Jeff Bowles: For me, a short story or novel isn’t complete until I’ve managed to synthesize a decent tie-up ending. It can be tough to do, especially if you aren’t using a road map or outline of some sort, which I often do just to see where the story takes me. Sometimes I do a lot of preplanning, and that can certainly help, but even then, things in the plot can and do change, which means a good ending can still be hard to stick. Beginnings carry all the burden of proof, the reason someone will or won’t want to read your work, but even they depend on where a narrative ultimately ends up. As the saying goes, the seeds of an ending are always found in its beginning.
Nancy Oswald: Each book is different.
What are the elements of a good plot?
Paul Kane: That it hangs together well and is pacy. That there are no flabby bits which are unnecessary. Every bit of your story should be relevant and serve a purpose; if you could take certain bits out and still have the same plot, then they weren’t necessary in the first place. That it moves along well from beginning to the middle, to the end, and leaves a reader satisfied; and by that I mean content that they haven’t just wasted a chunk of their lives reading it. It’s why I always plan, so I can see the shape of the plot and work out what sections need to stay, which can be salvaged, and which need to be jettisoned.
Bobby Nash: I tell stories that I hope are coherent, make sense, and are entertaining. If that happens and the characters work, I’m happy.
What is the best hook you’ve ever written? Why?
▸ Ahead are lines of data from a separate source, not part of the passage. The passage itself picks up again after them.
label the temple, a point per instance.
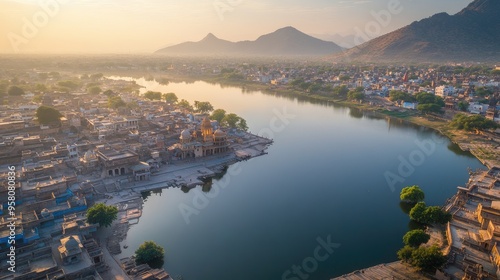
(201, 142)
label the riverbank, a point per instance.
(186, 174)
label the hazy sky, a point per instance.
(143, 26)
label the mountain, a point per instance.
(286, 41)
(473, 34)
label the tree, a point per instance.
(428, 258)
(412, 194)
(463, 106)
(109, 93)
(94, 90)
(470, 123)
(242, 124)
(218, 115)
(116, 102)
(96, 77)
(152, 95)
(47, 115)
(434, 214)
(355, 95)
(405, 253)
(170, 98)
(150, 253)
(15, 91)
(417, 212)
(429, 108)
(396, 95)
(203, 107)
(102, 214)
(68, 84)
(416, 237)
(340, 90)
(184, 104)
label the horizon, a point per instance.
(84, 26)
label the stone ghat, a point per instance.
(395, 270)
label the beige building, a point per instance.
(200, 143)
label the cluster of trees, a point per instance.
(472, 122)
(48, 115)
(150, 253)
(423, 257)
(153, 95)
(414, 196)
(426, 258)
(356, 94)
(170, 97)
(429, 214)
(15, 91)
(102, 214)
(229, 120)
(427, 102)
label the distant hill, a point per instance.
(473, 34)
(286, 41)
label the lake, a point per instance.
(324, 202)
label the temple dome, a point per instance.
(185, 134)
(219, 133)
(205, 124)
(71, 243)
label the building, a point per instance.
(200, 143)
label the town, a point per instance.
(70, 141)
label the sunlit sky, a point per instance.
(143, 26)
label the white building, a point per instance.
(444, 91)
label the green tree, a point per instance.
(355, 95)
(434, 214)
(150, 253)
(40, 88)
(152, 95)
(340, 91)
(96, 77)
(405, 253)
(15, 91)
(68, 84)
(102, 214)
(396, 95)
(417, 212)
(94, 90)
(218, 115)
(242, 124)
(230, 120)
(170, 98)
(416, 237)
(429, 108)
(473, 122)
(428, 258)
(463, 106)
(203, 107)
(48, 115)
(184, 104)
(412, 194)
(109, 93)
(116, 102)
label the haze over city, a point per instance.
(132, 26)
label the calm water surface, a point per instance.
(323, 177)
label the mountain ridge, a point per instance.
(286, 41)
(471, 34)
Paul Kane: Ooh, that’s a hard one. Do you mean at the beginning of a story to make the reader go on? I’d say probably The Family Lie – and reviewers have mentioned this a lot! It’s the whole thing of showing those campers hearing something in the woods, looking out and seeing a guy on fire among the trees. I mean, what on earth’s going on there? If it doesn’t make you want to read on and find out then I’ve really not done my job properly. Up there with that is probably the start of Servants of Hell. That purposely mirrors the puzzle box scene with Frank from The Hellbound Heart, where he’s trying to solve the Lament Configuration and summon the Cenobites. I have a very similar scene, but right at the end you discover it’s Sherlock Holmes solving the puzzle just as the Cenobites show up. We then go back and find out how he ended up in that situation, but man what a hook! I was the one on fire the day I wrote that.
Chris Barili: Probably the opening to Guilty, the prequel to my Hell’s Butcher series. It opens with the main character face down in a saloon, dead from a gunshot wound. His first interaction is with a bartender who is half-rhinoceros.
Bobby Nash: I love this opening to Snow Falls.
“Abraham Snow knew he was about to die–
–and the thought of it pissed him off to no end.”
What kind of stakes do you set for your characters?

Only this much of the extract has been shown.